A new documentary called Supergirls! shows how a Chinese TV-singing contest is more than a chance for aspiring singers to get famous — it's also brought one of the biggest spasms of voting and campaigning for votes modern China's ever seen.
Independent filmmaker and Supergirls! director Jian Yi says the object of his project, the Super Girl Singing Contest, started in 2004 in the provinces, and was so popular that by 2005, it went national. "Four hundred million people watched," Jian Yi says. Moreover, he says, it was one of the largest examples of democratic voting, ever, for modern China.
"Never before had we seen people rallying for votes in the street," Jian Yi says. "Never before did we feel like we could make a difference . . . that your vote counts."

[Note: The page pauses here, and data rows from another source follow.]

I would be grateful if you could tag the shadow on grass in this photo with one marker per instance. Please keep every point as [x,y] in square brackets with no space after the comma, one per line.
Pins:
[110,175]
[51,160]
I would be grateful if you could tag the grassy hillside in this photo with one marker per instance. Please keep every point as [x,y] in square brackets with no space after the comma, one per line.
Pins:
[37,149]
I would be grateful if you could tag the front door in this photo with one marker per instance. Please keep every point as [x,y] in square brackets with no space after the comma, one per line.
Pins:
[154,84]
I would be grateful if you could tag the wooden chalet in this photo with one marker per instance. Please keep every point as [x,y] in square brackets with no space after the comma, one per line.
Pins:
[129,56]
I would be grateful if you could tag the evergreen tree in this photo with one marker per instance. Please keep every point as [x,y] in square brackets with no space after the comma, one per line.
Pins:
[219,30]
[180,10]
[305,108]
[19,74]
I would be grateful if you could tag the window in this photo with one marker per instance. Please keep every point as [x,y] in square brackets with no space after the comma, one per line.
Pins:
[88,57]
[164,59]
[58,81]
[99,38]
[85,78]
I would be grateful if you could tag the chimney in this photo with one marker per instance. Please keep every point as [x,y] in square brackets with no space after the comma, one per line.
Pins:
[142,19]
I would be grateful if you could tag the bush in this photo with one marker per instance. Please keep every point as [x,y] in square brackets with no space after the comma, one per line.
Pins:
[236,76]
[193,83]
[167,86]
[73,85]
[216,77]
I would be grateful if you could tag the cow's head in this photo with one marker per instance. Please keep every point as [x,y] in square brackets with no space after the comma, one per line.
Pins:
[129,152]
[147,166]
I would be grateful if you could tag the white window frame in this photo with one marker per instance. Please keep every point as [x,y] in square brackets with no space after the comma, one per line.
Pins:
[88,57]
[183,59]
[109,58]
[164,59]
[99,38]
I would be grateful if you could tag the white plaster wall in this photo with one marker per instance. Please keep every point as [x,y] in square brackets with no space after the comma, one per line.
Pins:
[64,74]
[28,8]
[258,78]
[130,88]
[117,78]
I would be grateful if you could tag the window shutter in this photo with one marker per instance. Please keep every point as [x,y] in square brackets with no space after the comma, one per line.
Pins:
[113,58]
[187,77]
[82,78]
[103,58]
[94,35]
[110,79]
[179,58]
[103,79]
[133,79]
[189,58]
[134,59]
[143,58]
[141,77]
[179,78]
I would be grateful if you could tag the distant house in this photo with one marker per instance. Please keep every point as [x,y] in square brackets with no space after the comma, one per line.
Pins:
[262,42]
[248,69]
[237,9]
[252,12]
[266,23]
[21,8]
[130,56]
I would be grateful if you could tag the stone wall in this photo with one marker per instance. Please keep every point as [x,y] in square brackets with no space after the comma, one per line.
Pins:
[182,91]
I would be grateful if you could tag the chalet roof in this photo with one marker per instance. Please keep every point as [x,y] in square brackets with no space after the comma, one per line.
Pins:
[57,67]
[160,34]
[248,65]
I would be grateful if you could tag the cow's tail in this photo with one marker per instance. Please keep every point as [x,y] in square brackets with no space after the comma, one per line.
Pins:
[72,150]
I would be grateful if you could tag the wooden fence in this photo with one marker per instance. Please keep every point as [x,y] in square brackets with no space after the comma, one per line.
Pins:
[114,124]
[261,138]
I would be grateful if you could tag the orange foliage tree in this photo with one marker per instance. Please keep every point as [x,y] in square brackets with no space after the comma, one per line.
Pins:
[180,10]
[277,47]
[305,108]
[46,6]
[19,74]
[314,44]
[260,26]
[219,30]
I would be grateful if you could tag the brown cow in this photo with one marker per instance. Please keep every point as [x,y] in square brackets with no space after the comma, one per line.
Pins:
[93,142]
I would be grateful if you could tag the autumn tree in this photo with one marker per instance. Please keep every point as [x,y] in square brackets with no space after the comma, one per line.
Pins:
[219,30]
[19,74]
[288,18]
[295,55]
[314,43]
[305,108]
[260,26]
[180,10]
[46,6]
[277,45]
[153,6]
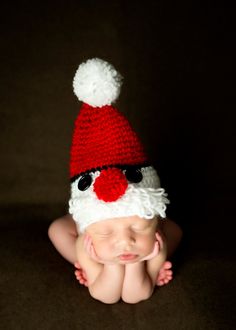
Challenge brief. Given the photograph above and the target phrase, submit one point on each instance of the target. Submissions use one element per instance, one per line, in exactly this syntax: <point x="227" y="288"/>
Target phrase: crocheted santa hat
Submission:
<point x="108" y="165"/>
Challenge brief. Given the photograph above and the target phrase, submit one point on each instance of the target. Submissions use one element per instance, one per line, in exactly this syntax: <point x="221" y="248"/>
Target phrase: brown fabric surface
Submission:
<point x="176" y="60"/>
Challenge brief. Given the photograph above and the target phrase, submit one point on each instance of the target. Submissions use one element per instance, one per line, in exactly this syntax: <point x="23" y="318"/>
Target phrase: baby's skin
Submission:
<point x="122" y="259"/>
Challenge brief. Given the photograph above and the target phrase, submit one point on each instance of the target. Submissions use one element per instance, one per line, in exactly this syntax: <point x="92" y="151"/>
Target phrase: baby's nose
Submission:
<point x="110" y="185"/>
<point x="125" y="239"/>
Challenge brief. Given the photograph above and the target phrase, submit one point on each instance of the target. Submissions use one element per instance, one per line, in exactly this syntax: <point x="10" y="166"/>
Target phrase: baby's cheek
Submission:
<point x="148" y="243"/>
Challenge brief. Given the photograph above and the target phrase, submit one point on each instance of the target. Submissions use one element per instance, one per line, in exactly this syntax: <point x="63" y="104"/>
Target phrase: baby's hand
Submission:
<point x="158" y="245"/>
<point x="80" y="274"/>
<point x="89" y="248"/>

Supergirls! is one of the rare films that actually show modern life in China, says Karin Chien, President of dGenerate Films, an American-based distributor of independent Chinese films such as Jian Yi's newest work.
That role — of showing an authentic mainland China — when it is fulfilled at all for Western audiences, is often left up to the country's independent filmmakers. But isn't film-making under tough censorship laws difficult? Yes, and no, Chien and Jian Yi say.
"The act of making a film has to be approved at each step," Chien says, confirming what one would expect for directors in China. "If it's a sensitive film, it's difficult to get that approval."
But there's a catch, Jian Yi says. "The government thinks people don't watch documentaries anyway . . . They don't monitor as much."
Chien says there's a whole underground film-making industry in China that's totally under the radar. She says films often don't make it out of the country — not because of censorship — but for lack of interest. Except for festival programmers, visiting scholars and cultural institutions, she says that most Western markets — especially the United States — are to blame for ignoring work from mainland China. She says many U.S. gatekeepers point to accepted work from Hong Kong, Japan and South Korea when they turn down Chinese work.
"It's very new, there's very little infrastructure," Chien says. "There's maybe a mental obstacle?"
But she says audiences are really missing out. "When you watch a martial arts movie, what do you learn about modern China?"